I saw one other sight that had the Jazz as being the 10th best NBA drafting team over the past 20 years. It was based upon a drafted players stats versus players drafted at the same spot by other teams.


----------



## GaryFish (Sep 7, 2007)

Its not like they picked Sam Bowie ahead of Michael Jordan here. But they have missed somehow, somewhere.


----------



## swbuckmaster (Sep 14, 2007)

Didnt Malone want to coach the jazz?


----------



## neverdrawn (Jan 3, 2009)

Back to the original topic. Corbin may be a nice guy, but as the old cliche so eloquently puts it, nice guys finish last. (Pun intended.) The telling tale for me is the fact we regressed so terribly after the all star break. It looked as if we learned nothing through the entire season. Sure, we were set up to tank, but not entirely implode. To me the theme of the last 25 games was "them boys sure gotta lotta quit in em!" Not a good sign of the direction we were heading. As far as a coach, be Utah or not there are a lot of potential leaders out there looking for a chance to prove themselves and wouldn't hesitate a moment to do it in Utah.


----------



## morvlorv (Mar 30, 2012)

the sad part is there is nothing that can be done really.
Who really wants to come play in Utah? If we do get a good player every once in a while, who really wants to stay in Utah?
Malone and Stockton were rare in that instance. For whatever the reason, they stayed here. Had we never had Malone and Stockton both together, the Jazz's history would be hilarious.
If we cant get talent that wants to stick around here in Utah, how are we going to get a good coach?
Talent follows big money market areas and flashy areas. Coaches chase talent.
We have none of that to offer unfortunately.

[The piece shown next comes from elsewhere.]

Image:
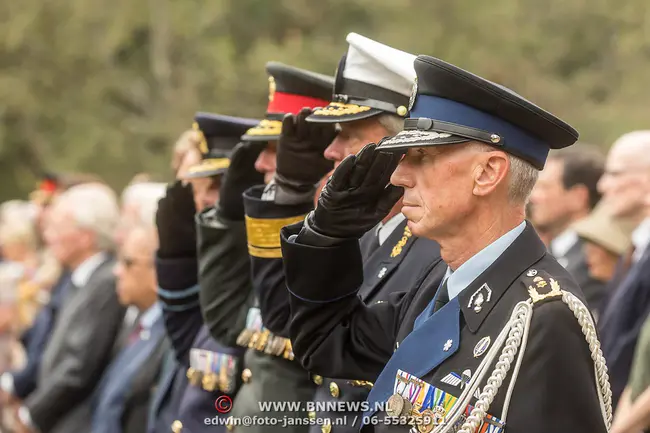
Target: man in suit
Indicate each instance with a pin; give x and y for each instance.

The right coaching staff could easily develop the squad we have now into something great, given the playing time and the coaching. 
Sure would be nice!


----------



## Mr Muleskinner (Feb 14, 2012)

Here is thinking out of the box with a new coach

http://www.ksl.com/index.php?sid=29596594&nid=304&title=jazz-might-make-history-by-hiring-messina


----------



## swbuckmaster (Sep 14, 2007)

while Denis may be a good coach for the jazz this comment sticks out at me.

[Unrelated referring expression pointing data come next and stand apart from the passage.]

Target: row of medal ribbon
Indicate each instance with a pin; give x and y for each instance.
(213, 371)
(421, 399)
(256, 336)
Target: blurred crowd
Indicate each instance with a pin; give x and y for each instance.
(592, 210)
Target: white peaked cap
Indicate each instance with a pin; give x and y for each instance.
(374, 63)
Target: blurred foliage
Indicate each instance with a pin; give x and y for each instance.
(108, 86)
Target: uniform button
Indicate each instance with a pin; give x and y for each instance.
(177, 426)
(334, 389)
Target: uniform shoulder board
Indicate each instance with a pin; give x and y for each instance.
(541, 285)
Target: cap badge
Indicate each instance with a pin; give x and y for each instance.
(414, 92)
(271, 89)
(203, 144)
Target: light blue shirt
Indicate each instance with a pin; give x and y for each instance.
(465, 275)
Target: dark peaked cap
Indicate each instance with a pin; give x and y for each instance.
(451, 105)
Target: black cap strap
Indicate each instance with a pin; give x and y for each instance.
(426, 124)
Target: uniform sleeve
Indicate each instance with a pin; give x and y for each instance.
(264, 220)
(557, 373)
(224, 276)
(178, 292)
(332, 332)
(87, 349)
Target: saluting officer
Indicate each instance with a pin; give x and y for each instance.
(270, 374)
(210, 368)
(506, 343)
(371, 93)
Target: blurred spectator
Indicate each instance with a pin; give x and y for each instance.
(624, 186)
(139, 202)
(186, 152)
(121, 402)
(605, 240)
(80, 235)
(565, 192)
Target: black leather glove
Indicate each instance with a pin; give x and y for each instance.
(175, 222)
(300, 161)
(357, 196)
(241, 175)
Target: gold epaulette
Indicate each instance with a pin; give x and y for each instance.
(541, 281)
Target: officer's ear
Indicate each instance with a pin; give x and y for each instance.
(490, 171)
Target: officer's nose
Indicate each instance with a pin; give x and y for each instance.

"It was the worst thing in the world to play against his team because he won a lot. He had the best players and the biggest budget. He was obviously a great coach. When I got the opportunity to play for him I jumped at the chance," said Hansen. "He was a phenomenal coach to play for."
Read more at http://www.ksl.com/?nid=304&sid=29596594#vqB5vt5B6KkZLGVC.99


----------



## derekp1999 (Nov 17, 2011)

svmoose said:


> I've heard rumors of Jim Boylen. I don't know much about him, but there seems to be a fair amount of negativity surrounding him in among Utahns.

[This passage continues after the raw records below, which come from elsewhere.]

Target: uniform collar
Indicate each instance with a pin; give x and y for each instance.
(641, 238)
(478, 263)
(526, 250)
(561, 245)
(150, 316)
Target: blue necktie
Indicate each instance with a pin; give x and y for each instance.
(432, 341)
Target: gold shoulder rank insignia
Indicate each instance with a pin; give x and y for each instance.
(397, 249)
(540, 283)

"You can put whipped cream on a turd, still tastes like..." - Jim Boylen
Real class act that one! I'd just as soon move the team to Seattle than see that clown in SLC again.

I never saw the fire in Corbin that seems to resonate with these younger guys nowadays. Which is too bad cause he is a nice enough guy to deserve success.


----------



## brookieguy1 (Oct 14, 2008)

Corbin may be a "nice guy" but sadly there just isn't a big demand for nice guys. 
Another sad thing is hard working "farmer ethics" just doesn't apply in the NBA. It's all about money now and Utah doesn't have enough to offer apparently. It would be like an aspiring movie star heading for Evanston Wyoming. (Sorry, Goob!)


----------